Indeed, knowledge of what’s closer to home remains the most important empirical area and the cutting edge now is real time data being fed from the statisticians to the sideline.
Up until now, the majority of inter-county set-ups have delivered their first half data in the dressing room at half-time. That’s changing.
“Real time analysis is the goal,” says Ó Cadhla. “We’re looking at doing a bit more of it this year than previous years.
“We feel if something is going wrong 10 minutes into the game then 10 minutes into the game is the time to deal with it.
“We’ve been using Ipads down on the line at the minute to relay particular information straight away.”

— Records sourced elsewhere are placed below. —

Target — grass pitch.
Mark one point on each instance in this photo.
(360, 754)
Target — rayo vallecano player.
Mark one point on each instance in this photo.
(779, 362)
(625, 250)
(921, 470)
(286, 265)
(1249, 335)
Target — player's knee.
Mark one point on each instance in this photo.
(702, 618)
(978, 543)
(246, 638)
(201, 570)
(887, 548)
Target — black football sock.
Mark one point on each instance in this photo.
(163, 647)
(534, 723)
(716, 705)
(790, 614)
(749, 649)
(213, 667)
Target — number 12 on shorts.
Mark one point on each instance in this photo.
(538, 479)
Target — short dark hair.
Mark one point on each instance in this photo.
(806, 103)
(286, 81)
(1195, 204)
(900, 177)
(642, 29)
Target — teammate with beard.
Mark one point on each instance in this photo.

Counties’ performance analysis teams depend a lot on the goodwill of the likes of RTE, TV3 and Nemeton to provide them with footage both during games and previous matches.
Many a post-match interview with Jack O’Connor was briefly interrupted by a TV official handing the former Kerry manager a DVD of the game just played.
Starting up a statistics programme can cost up to €20,000 with an annual support fee of approximately €2,000. And yet Croke Park is the only GAA stadium with facilities specifically available for video analysis, which could have something to do with international rugby games being staged there during the Noughties.
Ó Cadhla believes GAA authorities have yet to accept that such practice is here to stay.
“How you get on largely depends on the steward you’re going to meet on any given day,” he sighs. “The one group of people who have yet to fall into what we’re doing are the likes of the provincial councils.
“To do what we do, we need an area in the ground where we can get a live TV feed and electricity to run the machinery we need.
“At the moment, they don’t play ball on it. They don’t see the function of the video analyst.
“The one thing you’re reliant on when doing video analysis is a good quality video. You need a feed to correlate with the statistics that you’re taking at a particular time.
“You can bring a cameraman, which you have to do for games which aren’t covered by TV. There’s a bit of work in that to get someone who knows what they’re doing. It’s not the job for a fella who videotapes weddings at weekends — it needs to be very specific to what we need such as angles of the action.
“But you need a good working relationship with the TV staff who are there in the ground.
“If you’re looking at providing live stats to management and players backed up with video evidence that could perhaps lead to a change in the course of the game you need to make sure everything is up to scratch.”
The shadowy figures with the thankless jobs aren’t going away any time soon.